Overall, most current calibration systems calibrate distance errors by placing calibration plates at different distances and most current calibration methods calibrate distance errors using complex settings or algorithms. However, some problems do exist in these systems and methods, including heavy workloads, complex computational requirements and serious human interference because of the need to set the scene manually. Therefore, based on an analysis of the ranging error of PMD solid-state array lidar systems, a calibration method for the CMOS photodetector array is proposed that uses a black-box calibration device and an electrical analog delay method. With the aim of meeting the demand for improvement of the lens field of view, a modular lens distortion correction method that uses a checkerboard and pixel point adaptive interpolation optimization approach is proposed. The main contributions are as follows:
(1)
From an analysis of the actual laser emission modulation signal, the echo demodulation error of the PMD solid-state array lidar system is obtained through a detailed study of the echo demodulation processes of a sinusoidal modulation wave and a rectangular modulation wave. This provides a theoretical basis for rapid calibration of PMD solid-state array lidar at long distances.
(2)
A black-box calibration device is specially prepared for the calibration requirements of anti-ambient light and the echo reflection route to reduce the external interference on the one hand while also improving the uniformity of the received light on the other hand.
(3)
A dynamic distance simulation system that integrates a laser emission unit, a laser receiving unit, a delay control unit, and other units is designed. The echo-demodulation of the CMOS photodetector array is calibrated using the electrical analog delay. The delay phase-locked loop is used to set different laser emission times to simulate different calibration distances. We correct the calibration curve linearly to improve the delay time accuracy.
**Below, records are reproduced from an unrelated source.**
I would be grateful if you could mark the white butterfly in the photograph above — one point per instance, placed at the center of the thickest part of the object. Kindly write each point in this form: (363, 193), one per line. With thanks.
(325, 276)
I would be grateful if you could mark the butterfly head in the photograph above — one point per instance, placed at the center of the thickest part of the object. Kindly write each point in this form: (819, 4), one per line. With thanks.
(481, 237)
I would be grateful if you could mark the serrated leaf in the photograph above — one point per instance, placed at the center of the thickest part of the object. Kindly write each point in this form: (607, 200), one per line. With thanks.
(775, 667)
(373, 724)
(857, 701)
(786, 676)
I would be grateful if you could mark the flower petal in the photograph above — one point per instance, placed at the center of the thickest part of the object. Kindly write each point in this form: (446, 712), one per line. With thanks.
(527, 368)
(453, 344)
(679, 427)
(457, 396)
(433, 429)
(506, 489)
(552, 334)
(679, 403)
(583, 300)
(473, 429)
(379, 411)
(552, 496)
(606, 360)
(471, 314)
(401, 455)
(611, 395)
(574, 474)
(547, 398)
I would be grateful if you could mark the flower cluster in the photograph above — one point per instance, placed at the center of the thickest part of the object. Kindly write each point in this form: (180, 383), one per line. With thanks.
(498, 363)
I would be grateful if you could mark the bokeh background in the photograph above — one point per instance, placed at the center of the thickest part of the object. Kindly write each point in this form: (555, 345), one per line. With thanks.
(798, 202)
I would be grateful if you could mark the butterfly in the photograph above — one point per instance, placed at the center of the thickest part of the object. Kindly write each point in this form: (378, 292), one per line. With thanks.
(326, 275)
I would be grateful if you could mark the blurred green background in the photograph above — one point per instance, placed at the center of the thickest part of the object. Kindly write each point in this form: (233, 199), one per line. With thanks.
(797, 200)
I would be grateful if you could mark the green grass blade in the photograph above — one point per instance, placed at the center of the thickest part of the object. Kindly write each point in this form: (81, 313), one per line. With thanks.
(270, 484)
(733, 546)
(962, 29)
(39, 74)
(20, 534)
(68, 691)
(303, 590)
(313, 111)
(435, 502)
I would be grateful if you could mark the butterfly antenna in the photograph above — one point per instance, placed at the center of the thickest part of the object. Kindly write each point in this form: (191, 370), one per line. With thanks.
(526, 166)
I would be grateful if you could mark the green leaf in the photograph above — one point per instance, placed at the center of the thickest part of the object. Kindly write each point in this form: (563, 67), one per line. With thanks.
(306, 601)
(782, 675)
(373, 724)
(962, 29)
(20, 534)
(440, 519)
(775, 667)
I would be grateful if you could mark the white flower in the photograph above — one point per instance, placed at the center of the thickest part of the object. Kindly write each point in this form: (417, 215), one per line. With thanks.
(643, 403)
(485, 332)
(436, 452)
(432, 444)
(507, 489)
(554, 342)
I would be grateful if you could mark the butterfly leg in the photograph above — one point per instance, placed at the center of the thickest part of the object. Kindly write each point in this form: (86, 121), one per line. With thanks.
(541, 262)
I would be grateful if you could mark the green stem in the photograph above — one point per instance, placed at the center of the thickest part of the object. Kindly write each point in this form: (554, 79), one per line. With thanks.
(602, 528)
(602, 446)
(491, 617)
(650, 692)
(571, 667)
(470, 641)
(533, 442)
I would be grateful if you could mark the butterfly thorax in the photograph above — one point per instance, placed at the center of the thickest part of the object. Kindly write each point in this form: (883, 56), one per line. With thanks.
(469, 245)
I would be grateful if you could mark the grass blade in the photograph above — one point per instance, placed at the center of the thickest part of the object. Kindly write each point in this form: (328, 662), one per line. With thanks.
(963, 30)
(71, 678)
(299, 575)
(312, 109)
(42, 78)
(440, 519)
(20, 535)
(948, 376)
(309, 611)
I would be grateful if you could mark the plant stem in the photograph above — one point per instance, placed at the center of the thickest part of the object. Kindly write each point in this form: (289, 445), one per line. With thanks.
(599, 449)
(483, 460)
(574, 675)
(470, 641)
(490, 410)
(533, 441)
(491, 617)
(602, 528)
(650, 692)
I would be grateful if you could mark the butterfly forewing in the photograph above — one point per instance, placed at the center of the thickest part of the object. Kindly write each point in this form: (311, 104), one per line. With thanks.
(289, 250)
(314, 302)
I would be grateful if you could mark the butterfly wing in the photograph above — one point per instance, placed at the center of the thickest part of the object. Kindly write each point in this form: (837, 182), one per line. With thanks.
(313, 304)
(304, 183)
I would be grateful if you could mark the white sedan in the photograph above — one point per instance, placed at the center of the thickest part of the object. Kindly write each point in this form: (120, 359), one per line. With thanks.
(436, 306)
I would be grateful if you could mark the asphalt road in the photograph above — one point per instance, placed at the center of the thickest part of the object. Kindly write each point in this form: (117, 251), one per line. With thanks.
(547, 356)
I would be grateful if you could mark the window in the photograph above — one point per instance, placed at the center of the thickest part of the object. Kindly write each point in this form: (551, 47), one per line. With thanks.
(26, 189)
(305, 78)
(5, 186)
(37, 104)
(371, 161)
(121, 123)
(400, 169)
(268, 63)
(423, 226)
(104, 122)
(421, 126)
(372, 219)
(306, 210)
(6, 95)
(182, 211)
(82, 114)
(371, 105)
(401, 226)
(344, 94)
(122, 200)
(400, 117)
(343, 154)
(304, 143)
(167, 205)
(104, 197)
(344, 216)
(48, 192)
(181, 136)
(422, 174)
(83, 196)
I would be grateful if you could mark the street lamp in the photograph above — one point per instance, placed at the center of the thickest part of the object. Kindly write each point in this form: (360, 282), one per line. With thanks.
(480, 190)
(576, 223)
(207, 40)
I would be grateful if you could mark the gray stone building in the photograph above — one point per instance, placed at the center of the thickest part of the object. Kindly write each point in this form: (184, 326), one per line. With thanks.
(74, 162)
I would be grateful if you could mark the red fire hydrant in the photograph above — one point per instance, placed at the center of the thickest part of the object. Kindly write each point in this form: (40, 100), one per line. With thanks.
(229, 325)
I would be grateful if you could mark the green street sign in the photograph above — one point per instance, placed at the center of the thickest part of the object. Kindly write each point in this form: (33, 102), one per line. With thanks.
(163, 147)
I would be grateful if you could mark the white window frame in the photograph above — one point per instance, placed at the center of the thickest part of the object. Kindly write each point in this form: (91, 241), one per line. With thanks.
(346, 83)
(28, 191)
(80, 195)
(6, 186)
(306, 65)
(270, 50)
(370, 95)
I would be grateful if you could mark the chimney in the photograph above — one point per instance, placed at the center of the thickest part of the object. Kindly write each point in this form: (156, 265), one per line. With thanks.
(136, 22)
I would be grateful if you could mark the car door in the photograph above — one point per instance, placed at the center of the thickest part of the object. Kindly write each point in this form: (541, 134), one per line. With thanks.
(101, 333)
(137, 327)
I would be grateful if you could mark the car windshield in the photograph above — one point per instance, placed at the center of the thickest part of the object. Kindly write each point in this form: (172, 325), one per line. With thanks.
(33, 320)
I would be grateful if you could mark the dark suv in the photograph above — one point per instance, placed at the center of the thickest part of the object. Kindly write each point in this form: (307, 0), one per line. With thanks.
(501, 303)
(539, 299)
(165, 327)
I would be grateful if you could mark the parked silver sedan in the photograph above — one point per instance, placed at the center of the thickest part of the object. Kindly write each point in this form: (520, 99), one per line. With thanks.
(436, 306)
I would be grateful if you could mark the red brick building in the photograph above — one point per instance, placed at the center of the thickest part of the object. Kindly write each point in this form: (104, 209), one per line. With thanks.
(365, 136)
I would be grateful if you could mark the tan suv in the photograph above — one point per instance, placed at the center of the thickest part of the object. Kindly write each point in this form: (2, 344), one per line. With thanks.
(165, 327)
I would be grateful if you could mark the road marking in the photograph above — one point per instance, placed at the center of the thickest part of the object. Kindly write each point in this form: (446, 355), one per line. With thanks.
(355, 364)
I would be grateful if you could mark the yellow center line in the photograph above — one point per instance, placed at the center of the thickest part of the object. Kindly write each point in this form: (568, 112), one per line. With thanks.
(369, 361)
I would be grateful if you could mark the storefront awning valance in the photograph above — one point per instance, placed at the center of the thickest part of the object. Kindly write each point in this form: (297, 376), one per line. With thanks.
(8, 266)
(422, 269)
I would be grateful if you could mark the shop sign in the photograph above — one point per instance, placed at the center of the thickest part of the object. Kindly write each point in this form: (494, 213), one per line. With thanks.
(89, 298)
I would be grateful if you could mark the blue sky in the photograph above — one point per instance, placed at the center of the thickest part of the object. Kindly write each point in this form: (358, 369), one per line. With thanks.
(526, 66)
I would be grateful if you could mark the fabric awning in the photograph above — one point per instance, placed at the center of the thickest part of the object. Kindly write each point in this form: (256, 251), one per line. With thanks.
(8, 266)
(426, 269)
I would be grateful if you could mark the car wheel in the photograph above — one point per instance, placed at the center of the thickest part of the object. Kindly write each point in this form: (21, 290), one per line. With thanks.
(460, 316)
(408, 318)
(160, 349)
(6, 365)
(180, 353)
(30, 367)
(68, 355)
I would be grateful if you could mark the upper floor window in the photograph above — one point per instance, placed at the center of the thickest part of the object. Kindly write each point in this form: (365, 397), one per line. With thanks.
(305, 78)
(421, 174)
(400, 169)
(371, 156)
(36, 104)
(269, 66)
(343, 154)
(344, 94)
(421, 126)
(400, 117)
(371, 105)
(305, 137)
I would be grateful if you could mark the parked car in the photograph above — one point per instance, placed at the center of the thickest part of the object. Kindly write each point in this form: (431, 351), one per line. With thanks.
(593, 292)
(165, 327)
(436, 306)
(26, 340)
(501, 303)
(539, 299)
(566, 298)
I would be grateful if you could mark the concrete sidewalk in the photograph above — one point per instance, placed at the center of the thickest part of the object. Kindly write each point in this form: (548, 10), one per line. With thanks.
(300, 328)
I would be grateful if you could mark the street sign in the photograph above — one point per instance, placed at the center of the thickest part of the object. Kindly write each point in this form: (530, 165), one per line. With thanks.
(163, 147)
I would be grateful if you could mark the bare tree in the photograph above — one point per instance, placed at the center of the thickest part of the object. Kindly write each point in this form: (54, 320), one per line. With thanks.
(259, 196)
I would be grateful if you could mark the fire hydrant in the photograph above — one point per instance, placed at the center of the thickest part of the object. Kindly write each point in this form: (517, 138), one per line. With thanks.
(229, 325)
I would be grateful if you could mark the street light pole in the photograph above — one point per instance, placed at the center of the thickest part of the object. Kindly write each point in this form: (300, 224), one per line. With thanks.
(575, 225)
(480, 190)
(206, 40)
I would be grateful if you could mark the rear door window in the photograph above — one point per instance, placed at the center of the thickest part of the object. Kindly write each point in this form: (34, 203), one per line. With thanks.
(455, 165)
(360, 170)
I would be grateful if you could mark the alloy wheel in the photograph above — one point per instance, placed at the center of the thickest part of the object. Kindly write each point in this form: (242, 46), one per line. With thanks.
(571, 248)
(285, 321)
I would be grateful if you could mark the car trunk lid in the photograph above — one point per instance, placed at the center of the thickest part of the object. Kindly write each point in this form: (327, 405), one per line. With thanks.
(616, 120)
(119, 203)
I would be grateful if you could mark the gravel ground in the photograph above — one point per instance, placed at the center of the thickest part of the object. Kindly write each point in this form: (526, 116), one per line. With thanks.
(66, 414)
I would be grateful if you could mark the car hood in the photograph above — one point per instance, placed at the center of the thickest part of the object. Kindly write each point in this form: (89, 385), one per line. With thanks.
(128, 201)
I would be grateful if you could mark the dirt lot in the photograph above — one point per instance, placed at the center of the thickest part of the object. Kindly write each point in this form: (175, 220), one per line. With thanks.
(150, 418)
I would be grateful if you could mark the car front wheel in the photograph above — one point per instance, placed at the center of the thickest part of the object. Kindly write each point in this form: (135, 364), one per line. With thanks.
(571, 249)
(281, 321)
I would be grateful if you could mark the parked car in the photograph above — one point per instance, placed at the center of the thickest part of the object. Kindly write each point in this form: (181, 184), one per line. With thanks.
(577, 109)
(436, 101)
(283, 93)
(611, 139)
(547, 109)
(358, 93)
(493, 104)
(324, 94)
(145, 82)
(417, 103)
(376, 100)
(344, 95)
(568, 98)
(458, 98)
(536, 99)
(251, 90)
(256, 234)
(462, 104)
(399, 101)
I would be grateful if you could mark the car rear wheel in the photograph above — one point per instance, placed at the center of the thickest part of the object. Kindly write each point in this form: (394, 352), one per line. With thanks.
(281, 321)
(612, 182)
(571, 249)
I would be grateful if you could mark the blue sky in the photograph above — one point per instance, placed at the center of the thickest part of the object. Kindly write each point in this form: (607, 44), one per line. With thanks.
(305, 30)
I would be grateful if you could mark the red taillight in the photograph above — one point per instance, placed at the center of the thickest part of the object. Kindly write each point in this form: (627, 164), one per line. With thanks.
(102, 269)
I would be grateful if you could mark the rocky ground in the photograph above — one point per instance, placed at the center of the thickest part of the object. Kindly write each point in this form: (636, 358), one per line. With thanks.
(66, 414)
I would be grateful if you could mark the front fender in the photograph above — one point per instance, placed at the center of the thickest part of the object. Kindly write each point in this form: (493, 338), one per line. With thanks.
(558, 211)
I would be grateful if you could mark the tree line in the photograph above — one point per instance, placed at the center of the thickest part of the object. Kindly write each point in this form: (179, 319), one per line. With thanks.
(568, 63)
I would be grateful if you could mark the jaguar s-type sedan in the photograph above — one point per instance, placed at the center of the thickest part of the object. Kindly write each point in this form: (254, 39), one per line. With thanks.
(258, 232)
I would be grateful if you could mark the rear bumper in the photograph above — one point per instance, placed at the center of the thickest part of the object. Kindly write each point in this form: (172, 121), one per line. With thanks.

This method realizes rapid and long-distance range calibration for the CMOS photodetector array without changing the calibration distance.
(4)
A checkerboard image is captured in grayscale, and the internal parameters and distortion coefficients of the lens that are obtained using the calibration method of Zhang [38] are used to correct the distortion of the external lens. To address the problems where the distortion correction pixels do not correspond exactly and the distance image collected using the area lidar has no depth values for some pixels, the pixel adaptive interpolation strategy is used to reduce the distortion. This method can meet the needs of the different users of the lens and achieve modular calibration.

2. System Introduction

The calibration methods proposed in this paper include two aspects, comprising CMOS photodetector array calibration and modular lens distortion correction, as shown in Figure 2. The calibration of the CMOS photodetector array involves analysis of the sinusoidal wave–rectangular wave modulation and demodulation error, use of the automatic calibration method in combination with the black-box calibration device and the electrical analog delay; and calibration for lens distortion via lens installation, internal parameter/distortion coefficient calibration, coordinate conversion/distortion correction, and pixel point adaptive interpolation optimization.

3. Materials and Methods

3.1. Analysis of Lidar Modulation and Demodulation Errors

The PMD solid-state array lidar system mainly uses the ToF to calculate the distance to the target. The specific working process is illustrated in Figure 3. In this process, the pulse echo signals are integrated multiple times using two different capacitors and different phase windows under the same pixel; the time of the pulse flight is then calculated based on the integration results for the different capacitors, and, finally, the target distance is calculated from the flight time.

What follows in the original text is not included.